Some viewers have presumed that the Pennsylvania Paper & Supply Company's tower, a downtown Scranton landmark that appears in video footage shot by cast member John Krasinski for the show's opening credits, is the Dunder Mifflin office. The real company, which also sells paper and office supplies, has welcomed the exposure (and increase in business) and has a ground-floor showroom where it sells both its products and T-shirts with the tower. In 2008 it announced it would add a Dunder Mifflin logo to the circular insets near the top of the tower. As of December 2021, this logo can be seen through Google's Street View at the corner of Vine Street and Penn Avenue. Mifflin Avenue ends adjacent to the Penn Paper & Supply building.

==Presence in real world==
The show's success has led to selling actual products with the Dunder Mifflin logo as souvenirs. NBC sells branded T-shirts, mugs, calendars, and other items at its website, as well as in the NBC store located in New York City. In 2006, the website 80stees.com ranked Dunder Mifflin second only to Duff Beer from The Simpsons as the best fictional brand.

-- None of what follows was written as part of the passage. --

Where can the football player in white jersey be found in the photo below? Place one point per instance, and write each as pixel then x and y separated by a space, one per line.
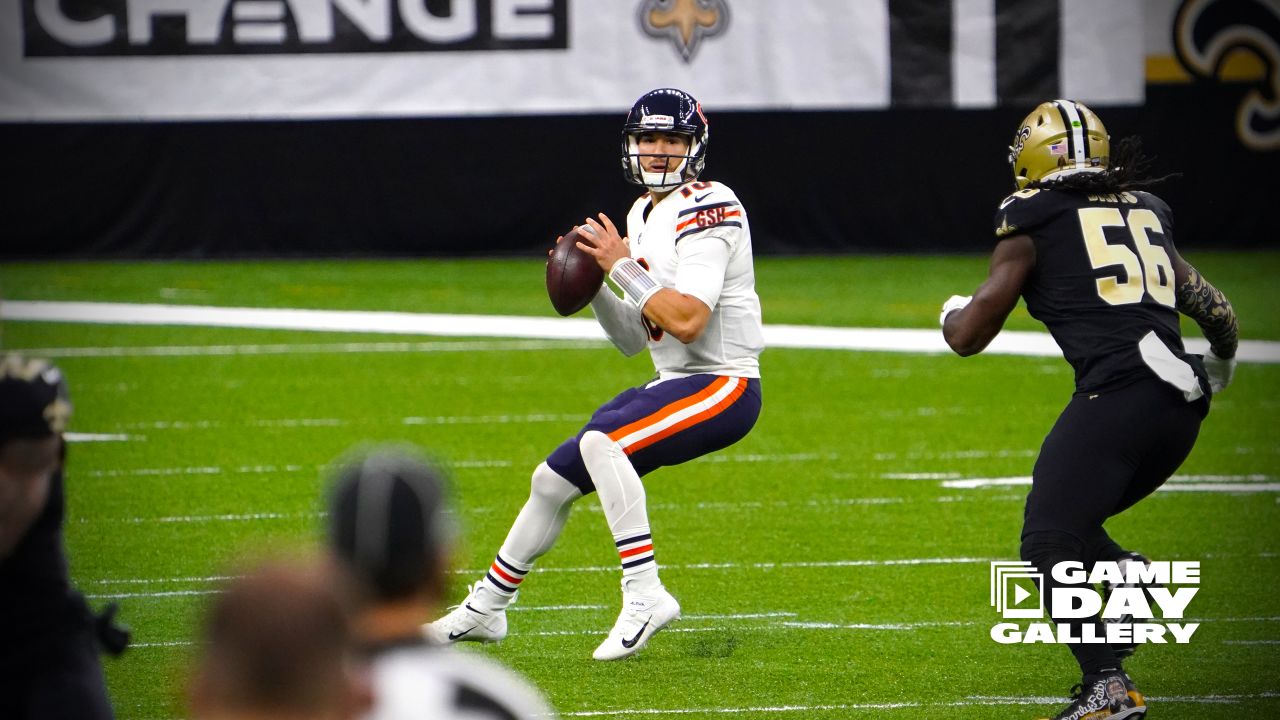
pixel 688 287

At the first annual The Office convention in Scranton in 2007, fans who had paid for reserved seating at an "uncommon stockholders meeting" in the Mall at Steamtown received an annual report and complimentary ream of paper. A nearby elevator shaft is also decorated with the company logo. While the Scranton branch's address, 1725 Slough Avenue, does not exist (the street name was invented as a tribute to the original British version of the show, set in Slough, near London), the company logo can be seen two places in the city's downtown section outside the mall: on one of the pedestrian overpasses along Lackawanna Avenue, and a lamppost banner in front of City Hall.

In November 2011, Staples Inc. announced that they would be selling their product of manufactured paper under the "Dunder Mifflin" name, under license from NBC's parent company, Comcast. The Dunder Mifflin products were produced and sold by Quill.com, a wholly owned subsidiary of Staples. The brand expanded its paper product line beyond manufactured paper in November 2012. In August 2022, the production held a convention at the Meadowlands in New Jersey. Dubbed "Dundercon", the event allowed fans to meet up with cast members from the show.

==Other appearances==
- In the NBC series Las Vegas episode "The Story of Owe", Dunder Mifflin is mentioned to have booked a convention.
- In Randal's Monday, a Dunder Mifflin Warehouse 42 sign is visible in a city scene.
- In the Peacock series The Paper, Dunder Mifflin is said to have been purchased in 2019 by the Toledo, Ohio based Enervate corporation, a conglomerate which specializes in various paper-based businesses (their most successful division sells Softees brand toilet paper). The Scranton branch of Dunder Mifflin closed as of 2019, with the company "One and Done Laser" having taken up their former office space. Enervate offered to transfer at least some Scranton employees to their offices in Toledo; accountant Oscar Martinez is the only person known to have accepted the offer.